Consommateur, si tu savais…

Le Blog d’Alain Bazot, Président de l’UFC-Que Choisir

Articles liés au mot clé ‘P2P’

Loi Création et Internet : le SNEP, arroseur arrosé !

Mercredi 16 juillet 2008

Le Directeur Général du SNEP lance une pique à l’UFC-Que Choisir sur sa position relative à « Loi Création et Internet » à la faveur d’un billet intitulé « UFC-Que Choisir : l’incohérence du discours ? ». Ne se laissant pas duper par des argumentes fallacieux, les internautes ont massivement pris parti pour l’UFC-Que Choisir et contre ce projet de loi monstrueux !

La tête pensante du SNEP a découvert, à ses frais, qu’Internet était peuplé de consommateurs sachant reconnaître et dénoncer la mauvaise foi ! Je ne chercherai donc même pas à répondre à cette attaque, les commentaires du billet et les multiples reprises sur d’autres blogs, sites et forums ont mis les choses au clair.

Le sévère retour de bâton qu’Hervé Rony a reçu n’a cependant pas suffi à lui faire admettre que les consommateurs ne sont pas des moutons de Panurge.
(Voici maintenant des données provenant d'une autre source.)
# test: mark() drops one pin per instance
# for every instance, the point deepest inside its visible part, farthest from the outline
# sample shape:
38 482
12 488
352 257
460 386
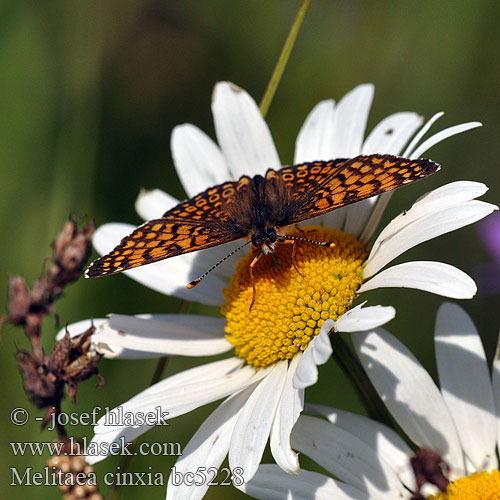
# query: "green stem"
283 59
354 371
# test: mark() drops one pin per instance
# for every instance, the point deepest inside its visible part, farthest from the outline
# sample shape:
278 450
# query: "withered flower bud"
429 467
71 251
42 387
19 301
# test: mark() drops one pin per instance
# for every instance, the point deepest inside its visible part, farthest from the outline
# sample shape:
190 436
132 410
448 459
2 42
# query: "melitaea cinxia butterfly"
258 208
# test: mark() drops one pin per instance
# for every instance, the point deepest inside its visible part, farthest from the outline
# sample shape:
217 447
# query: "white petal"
271 483
315 139
357 215
375 217
206 450
242 133
172 397
350 119
198 160
174 334
423 229
184 391
289 409
252 429
446 196
153 204
465 384
496 387
168 276
359 319
79 327
392 133
385 441
434 277
441 136
409 393
421 133
346 457
318 352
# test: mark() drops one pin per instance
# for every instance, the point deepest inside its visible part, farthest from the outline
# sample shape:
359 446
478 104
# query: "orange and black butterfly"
258 208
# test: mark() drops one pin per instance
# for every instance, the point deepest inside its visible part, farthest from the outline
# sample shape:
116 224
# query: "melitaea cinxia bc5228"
259 208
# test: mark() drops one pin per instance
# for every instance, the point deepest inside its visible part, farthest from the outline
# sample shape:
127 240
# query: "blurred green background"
90 92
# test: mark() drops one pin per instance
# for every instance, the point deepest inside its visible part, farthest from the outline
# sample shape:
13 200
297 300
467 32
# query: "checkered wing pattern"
201 222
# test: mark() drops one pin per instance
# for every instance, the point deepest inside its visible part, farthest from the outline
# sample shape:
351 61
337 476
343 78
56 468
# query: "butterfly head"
265 239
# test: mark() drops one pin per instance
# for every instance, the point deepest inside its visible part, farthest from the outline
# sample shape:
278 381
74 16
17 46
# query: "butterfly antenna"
296 238
197 281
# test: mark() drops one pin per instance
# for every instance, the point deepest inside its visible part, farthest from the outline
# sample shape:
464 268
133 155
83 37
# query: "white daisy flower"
275 356
460 421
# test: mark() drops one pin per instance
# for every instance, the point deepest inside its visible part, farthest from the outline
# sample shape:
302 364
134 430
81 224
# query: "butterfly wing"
195 224
321 187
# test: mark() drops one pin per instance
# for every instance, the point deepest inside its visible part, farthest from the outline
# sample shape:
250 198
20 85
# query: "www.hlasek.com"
209 476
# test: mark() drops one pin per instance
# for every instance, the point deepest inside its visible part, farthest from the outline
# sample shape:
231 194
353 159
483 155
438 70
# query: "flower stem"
283 59
353 369
158 373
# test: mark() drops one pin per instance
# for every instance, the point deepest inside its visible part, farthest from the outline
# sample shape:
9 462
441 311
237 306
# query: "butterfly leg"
294 261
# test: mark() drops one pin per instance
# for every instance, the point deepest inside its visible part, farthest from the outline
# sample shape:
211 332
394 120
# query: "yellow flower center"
294 294
477 486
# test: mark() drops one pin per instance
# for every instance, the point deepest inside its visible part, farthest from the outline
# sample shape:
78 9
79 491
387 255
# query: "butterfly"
258 208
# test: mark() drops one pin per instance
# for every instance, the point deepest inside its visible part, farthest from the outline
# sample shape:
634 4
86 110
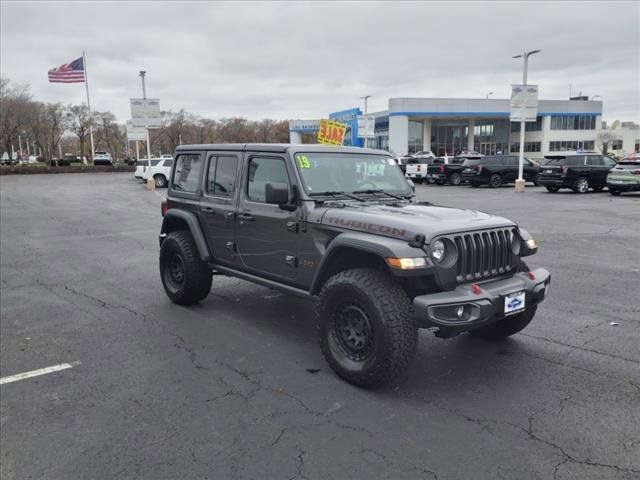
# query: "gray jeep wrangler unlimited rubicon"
339 226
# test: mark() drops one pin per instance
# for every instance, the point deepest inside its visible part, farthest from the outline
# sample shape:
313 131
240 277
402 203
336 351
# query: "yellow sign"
331 132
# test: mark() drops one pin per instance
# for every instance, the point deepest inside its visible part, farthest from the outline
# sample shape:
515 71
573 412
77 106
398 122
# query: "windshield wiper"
399 197
335 194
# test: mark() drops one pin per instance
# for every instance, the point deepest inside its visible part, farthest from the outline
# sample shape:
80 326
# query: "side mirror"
276 193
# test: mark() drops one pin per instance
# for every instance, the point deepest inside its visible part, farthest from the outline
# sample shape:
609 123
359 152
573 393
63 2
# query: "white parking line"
36 373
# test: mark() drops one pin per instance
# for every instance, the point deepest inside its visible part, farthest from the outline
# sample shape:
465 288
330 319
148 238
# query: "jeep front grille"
483 254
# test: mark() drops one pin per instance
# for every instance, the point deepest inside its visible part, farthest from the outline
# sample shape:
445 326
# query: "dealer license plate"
514 302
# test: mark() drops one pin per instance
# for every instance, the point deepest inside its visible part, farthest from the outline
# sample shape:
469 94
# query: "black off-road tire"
161 180
509 325
495 180
454 179
186 278
375 301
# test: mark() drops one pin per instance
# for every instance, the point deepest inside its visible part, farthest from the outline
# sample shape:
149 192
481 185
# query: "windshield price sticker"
331 132
303 161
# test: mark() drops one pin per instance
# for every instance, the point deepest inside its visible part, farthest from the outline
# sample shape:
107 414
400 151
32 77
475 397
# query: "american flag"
68 73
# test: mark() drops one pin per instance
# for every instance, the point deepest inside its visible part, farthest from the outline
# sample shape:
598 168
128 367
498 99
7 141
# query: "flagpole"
86 84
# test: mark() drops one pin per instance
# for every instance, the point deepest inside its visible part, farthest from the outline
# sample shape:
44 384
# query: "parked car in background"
102 158
446 170
624 177
146 170
579 172
160 171
495 170
416 168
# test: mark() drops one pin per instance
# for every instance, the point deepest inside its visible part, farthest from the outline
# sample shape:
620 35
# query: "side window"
186 175
221 177
263 170
594 160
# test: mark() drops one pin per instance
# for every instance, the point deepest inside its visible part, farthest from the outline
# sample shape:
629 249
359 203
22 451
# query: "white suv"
102 158
159 170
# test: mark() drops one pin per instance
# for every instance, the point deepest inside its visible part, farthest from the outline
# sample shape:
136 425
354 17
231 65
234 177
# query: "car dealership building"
451 125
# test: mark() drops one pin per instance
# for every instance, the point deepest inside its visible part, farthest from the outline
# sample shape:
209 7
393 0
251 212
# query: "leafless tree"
79 122
15 103
46 125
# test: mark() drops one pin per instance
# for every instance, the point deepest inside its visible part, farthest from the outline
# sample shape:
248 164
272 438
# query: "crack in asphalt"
300 467
575 347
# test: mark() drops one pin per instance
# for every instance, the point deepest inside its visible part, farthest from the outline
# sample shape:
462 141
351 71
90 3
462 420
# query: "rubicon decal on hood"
368 227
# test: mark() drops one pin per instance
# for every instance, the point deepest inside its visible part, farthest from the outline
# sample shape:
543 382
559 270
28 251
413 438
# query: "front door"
266 235
218 204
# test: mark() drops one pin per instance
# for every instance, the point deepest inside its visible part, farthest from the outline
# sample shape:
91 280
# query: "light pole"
520 180
144 97
364 140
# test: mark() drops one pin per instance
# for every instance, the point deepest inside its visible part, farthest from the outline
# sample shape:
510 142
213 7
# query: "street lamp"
520 181
364 140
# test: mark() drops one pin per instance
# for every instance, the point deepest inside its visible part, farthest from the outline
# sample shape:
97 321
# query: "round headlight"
437 250
516 243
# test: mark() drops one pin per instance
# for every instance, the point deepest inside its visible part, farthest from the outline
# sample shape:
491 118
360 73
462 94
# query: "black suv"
578 172
496 170
338 225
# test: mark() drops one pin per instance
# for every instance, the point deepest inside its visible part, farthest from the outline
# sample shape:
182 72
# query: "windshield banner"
331 132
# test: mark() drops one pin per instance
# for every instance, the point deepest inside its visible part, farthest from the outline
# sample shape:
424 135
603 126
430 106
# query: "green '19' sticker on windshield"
303 161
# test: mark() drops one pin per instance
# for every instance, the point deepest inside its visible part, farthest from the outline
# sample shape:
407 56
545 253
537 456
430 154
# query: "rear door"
509 168
185 182
266 235
218 204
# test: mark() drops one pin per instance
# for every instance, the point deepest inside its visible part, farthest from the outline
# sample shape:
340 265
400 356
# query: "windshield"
350 172
628 165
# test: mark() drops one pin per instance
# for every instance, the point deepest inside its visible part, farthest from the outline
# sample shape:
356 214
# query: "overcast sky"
284 60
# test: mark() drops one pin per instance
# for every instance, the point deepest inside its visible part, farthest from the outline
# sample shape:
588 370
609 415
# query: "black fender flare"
182 216
382 247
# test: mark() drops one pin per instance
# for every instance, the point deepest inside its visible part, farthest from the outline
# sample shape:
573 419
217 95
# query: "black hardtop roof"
276 148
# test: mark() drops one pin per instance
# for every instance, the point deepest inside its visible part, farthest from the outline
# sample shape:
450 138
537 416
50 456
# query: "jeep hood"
409 220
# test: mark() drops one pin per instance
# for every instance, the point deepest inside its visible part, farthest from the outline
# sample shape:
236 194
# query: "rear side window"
186 175
595 160
263 170
221 178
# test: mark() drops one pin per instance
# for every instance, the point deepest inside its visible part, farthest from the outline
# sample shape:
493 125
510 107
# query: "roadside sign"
135 133
331 132
524 103
145 112
367 126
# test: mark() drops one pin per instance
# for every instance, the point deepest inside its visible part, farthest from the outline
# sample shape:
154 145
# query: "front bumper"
551 182
623 186
437 309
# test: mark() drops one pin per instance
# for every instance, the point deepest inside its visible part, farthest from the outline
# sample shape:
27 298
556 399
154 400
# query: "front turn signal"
406 263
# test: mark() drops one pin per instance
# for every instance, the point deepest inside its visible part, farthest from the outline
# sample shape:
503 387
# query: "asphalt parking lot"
236 387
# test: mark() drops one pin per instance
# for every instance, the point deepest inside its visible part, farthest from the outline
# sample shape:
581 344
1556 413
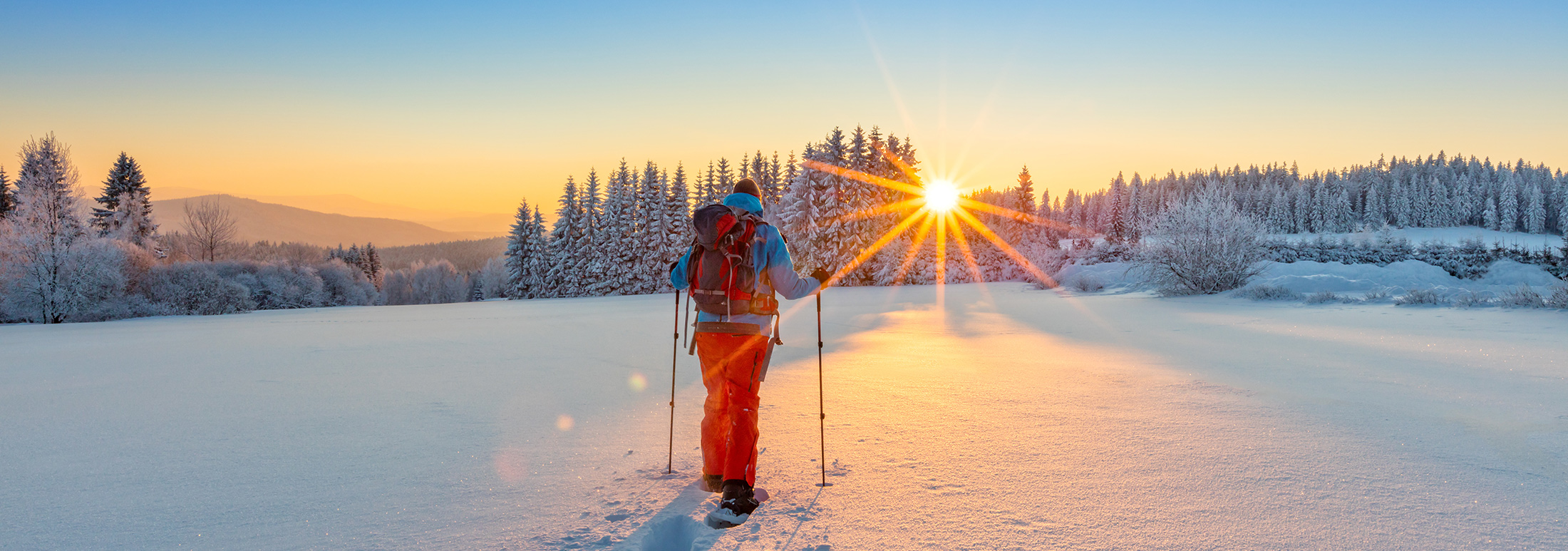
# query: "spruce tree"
518 242
1535 211
124 184
5 193
1117 225
1509 203
567 247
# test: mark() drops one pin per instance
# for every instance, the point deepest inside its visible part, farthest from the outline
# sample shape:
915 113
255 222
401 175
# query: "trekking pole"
822 418
675 354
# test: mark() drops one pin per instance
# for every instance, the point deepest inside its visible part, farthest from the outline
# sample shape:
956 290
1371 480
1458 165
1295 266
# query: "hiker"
733 339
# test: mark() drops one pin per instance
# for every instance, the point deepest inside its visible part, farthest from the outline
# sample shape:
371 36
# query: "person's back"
734 347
Ne supportant pas la critique, il publie un second billet intitulé « Quand des internautes dérapent », où il s’insurge que le consommateur puisse réagir défavorablement (attaques, appel au boycott, etc.) aux articles publiés sur son Blog et au texte de soutien de certains artistes au projet de loi « Création et Internet ».

Monsieur Rosny, à défaut de conseil à proprement parler permettez moi de vous suggérer une chose : écoutez la voix des consommateurs, voyez Internet comme un média permettant de prendre la température. Peut-être éviterez-vous ainsi les écueils au milieu desquels votre croiseur à la dérive menace de s’échouer.

Répression graduée : l’art et la manière de poser les questions

Mercredi 4 juin 2008

Le 26 mai dernier Marc Guez, Directeur général de la SCPP, et Pascal Nègre, son Président qui est également Président d’Universal France, présentaient en grande pompe un sondage qui devait mettre tout le monde d’accord : selon eux, les Français sont pour la mise en place de la répression graduée !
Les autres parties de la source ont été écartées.